I have got to share with you this remarkable excerpt from Pope Francis’s recent address to members of the Jewish community in Hungary:
I am moved by the thought of all those friends of God who shone his light on the darkness of this world. I think in particular of Miklós Radnóti, a great poet of this country. His brilliant career was cut short by the blind hatred of those who, for no other reason than his Jewish origins, first prevented him from teaching and then separated him from his family.

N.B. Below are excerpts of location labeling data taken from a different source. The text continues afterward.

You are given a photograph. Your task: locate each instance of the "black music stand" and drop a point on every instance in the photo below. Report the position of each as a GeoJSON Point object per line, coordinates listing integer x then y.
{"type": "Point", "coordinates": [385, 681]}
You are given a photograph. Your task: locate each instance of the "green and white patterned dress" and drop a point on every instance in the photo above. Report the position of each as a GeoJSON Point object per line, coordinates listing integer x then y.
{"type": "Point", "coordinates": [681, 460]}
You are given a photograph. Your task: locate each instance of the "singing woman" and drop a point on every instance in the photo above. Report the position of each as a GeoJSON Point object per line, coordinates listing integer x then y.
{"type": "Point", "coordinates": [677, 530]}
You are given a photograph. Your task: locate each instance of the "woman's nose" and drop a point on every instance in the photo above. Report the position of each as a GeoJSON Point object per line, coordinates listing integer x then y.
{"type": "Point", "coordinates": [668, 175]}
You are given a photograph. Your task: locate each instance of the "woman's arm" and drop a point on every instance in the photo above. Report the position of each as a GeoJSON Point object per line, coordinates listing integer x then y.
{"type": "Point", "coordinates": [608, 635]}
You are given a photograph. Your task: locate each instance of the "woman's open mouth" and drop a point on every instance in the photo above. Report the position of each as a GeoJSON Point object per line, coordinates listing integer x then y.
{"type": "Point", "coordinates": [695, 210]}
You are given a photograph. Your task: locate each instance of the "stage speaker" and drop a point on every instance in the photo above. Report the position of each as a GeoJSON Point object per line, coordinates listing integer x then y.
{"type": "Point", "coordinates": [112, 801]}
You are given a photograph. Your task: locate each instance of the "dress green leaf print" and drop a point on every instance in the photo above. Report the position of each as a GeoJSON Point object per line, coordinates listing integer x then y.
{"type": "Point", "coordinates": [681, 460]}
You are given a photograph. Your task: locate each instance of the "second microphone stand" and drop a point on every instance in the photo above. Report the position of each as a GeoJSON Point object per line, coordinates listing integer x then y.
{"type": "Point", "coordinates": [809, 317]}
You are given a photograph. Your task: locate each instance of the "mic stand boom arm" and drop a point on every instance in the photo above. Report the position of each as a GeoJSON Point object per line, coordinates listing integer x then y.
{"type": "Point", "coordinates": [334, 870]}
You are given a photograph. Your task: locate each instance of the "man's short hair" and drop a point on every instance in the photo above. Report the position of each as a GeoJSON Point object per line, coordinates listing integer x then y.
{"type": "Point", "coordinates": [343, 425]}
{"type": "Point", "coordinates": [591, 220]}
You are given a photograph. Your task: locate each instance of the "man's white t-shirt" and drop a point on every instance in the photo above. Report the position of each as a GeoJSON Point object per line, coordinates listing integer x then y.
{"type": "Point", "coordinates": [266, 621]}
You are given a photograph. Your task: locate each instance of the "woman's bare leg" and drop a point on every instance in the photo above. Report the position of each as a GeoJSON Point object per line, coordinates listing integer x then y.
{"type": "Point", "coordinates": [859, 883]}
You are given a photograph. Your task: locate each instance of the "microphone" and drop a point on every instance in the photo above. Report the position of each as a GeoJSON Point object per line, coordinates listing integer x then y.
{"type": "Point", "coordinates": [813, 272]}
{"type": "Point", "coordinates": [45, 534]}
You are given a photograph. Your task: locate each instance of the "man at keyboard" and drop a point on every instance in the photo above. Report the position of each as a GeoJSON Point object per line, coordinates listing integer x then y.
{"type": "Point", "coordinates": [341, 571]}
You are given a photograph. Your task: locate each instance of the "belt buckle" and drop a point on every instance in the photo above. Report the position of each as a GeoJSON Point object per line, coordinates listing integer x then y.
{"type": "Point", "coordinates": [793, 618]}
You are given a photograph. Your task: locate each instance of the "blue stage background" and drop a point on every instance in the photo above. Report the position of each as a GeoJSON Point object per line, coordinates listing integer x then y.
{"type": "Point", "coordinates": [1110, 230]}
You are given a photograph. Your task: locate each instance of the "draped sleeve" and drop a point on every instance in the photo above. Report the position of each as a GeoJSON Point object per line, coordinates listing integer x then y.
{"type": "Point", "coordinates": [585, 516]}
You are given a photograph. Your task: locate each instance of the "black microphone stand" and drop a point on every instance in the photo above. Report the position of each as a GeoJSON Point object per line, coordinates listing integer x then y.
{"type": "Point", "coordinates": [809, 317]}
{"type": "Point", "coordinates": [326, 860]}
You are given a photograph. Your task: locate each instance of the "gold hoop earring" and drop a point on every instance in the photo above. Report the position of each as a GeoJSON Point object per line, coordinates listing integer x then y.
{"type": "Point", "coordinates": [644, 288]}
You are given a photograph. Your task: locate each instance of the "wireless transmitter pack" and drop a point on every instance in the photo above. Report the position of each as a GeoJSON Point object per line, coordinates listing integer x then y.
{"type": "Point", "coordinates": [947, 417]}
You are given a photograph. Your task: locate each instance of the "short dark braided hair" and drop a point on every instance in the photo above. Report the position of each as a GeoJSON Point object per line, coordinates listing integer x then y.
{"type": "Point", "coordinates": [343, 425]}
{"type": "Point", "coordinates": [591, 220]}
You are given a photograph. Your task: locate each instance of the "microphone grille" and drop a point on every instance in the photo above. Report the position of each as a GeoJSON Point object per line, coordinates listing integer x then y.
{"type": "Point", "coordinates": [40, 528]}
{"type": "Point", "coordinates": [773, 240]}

Imprisoned in a concentration camp, in the darkest and most depraved chapter of human history, Radnóti continued until his death to write poetry. His Bor Notebook was his only collection of poems to survive the Shoah. It testifies to the power of his belief in the warmth of love amid the icy coldness of the camps, illumining the darkness of hatred with the light of faith. The author, crushed by the chains that constrained his soul, discovered a higher freedom and the courage to write that, “as a prisoner… I have taken the measure of all that I had hoped for” (Bor Notebook, Letter to his Wife). He also posed a question that resonates with us today: “And you, how do you live? Does your voice find an echo in this time?” (Bor Notebook, First Eclogue). Our voices, dear brothers and sisters, must not fail to echo that Word given us from Heaven, echoes of hope and peace. Even if no one listens or we are misunderstood, may our actions never deny the Revelation to which we are witnesses.
Finally, in the solitude and desolation of the concentration camp, as he realized his life was fading away, Radnóti wrote: “I am now myself a root… Once a flower, I have become a root” (Bor Notebook, Root). We too are called to become roots. For our part, we usually look for fruits, results or affirmation. Yet God makes his word fruitful on the earth with a soft rain that makes the fields flower (cf. Is 55:10). He reminds us that our faith journeys are but seeds, seeds that then become deep roots nourishing the memory and enabling the future to blossom. This is what the God of our fathers asks of us, because – as another poet wrote – “God waits in other places; he waits beneath everything. Where the roots are. Down below” (Rainer Maria Rilke, Vladimir, the Cloud Painter). We can only reach the heights if we have deep roots. If we are rooted in listening to the Most High and to others, we will help our contemporaries to accept and love one another. Only if we become roots of peace and shoots of unity, will we prove credible in the eyes of the world, which look to us with a yearning that can bring hope to blossom. I thank you and I encourage you to persevere in your journey together, thank you! Please forgive me for speaking while seated, but I am no longer fifteen years old! Thank you.
The stories we most appreciate were surely among the hardest ones to live.
I had to Google Miklós Radnóti and even reading his Wikipedia page was dramatic.
I learned that Radnóti’s twin brother died during delivery and his mother died shortly after that. Throughout his life, he worked in a family business, wrote a PhD dissertation in philosophy, and taught high school. In 1943, he and his wife converted to Catholicism (a point the pope certainly avoided mentioning and it is uncertain whether the conversion was merely for expediency). Radnóti and his wife were also unable to have children. Then, in 1944, he was shot and killed on a death march.
I keep reading those three short paragraphs from Pope Francis’ address. I’m going to get some books by Radnóti. And hopefully I will soon be visiting his grave at the Kerepesi Cemetery in Budapest.